When (R)-2-chlorobutane is chlorinated, we obtain some 2,3-dichlorobutane. It consists of 71% meso isomer and 29% racemic isomers. Explain why the mixture need not be 50:50 meso and (2R,3R)-2,3-dichlorobutane
I have been doing quite a lot of brainstorm after I saw your question. The mixture is supposed to be a 71% meso-product and RR and SS products, 14,5% each.
Please view the attachment for easy understanding.
We may explain it by relatively large volume of chlorine atom. Chlorine molecule tends to approach to the alfa carbon atom from the other side of methyl group because of the steric hindrance; this is the cause of formation of 2,3-disubstituted product. Two 14,5% mixtures of racemic products are formed also. The yield of meso product is quite higher than the racemic ones, and this is because symmetrical diastereomers are less likely to occur than the asymmetric ones; thus "symmetric" racemic mixture is expected to be formed less than the "asymmetric" meso-product.
My approach is not the only explanation; I will read other comments also.

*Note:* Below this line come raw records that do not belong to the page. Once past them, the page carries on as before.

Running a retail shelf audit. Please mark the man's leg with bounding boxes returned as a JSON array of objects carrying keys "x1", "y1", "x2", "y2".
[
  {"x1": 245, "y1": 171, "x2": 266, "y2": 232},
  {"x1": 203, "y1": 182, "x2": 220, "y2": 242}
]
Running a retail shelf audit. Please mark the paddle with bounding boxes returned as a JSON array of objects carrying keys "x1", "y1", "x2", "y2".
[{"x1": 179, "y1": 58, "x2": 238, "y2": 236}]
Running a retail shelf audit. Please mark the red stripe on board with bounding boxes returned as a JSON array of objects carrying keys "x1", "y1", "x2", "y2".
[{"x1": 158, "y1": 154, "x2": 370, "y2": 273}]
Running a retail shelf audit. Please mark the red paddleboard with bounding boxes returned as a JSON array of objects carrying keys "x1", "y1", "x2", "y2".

If the conditions for the chlorination are Cl2 and light, then it's possible that the chlorine atom in the 2-chlorobutane is exchanging. The light can cleave the relatively weak Cl-C bond forming a secondary radical, which has no stereochemical information. That radical can then combine with a chlorine radical (or chlorine molecule) to for racemic 2-chlorobutane. Then the second reaction can take place at the 3 position of the butane to give the observed racemic product.
It is possible, however, that this chlorine doesn't exchange. If I were really going to run this reaction, I would expect it to however.
The reason the meso is more prevalent than the racemic is because the addition of the chlorine radical to the 3 carbon is diastereoselective (it depends on the stereochemistry of the 2 carbon, to an extent). I think that's essentially what chem_tr is saying too.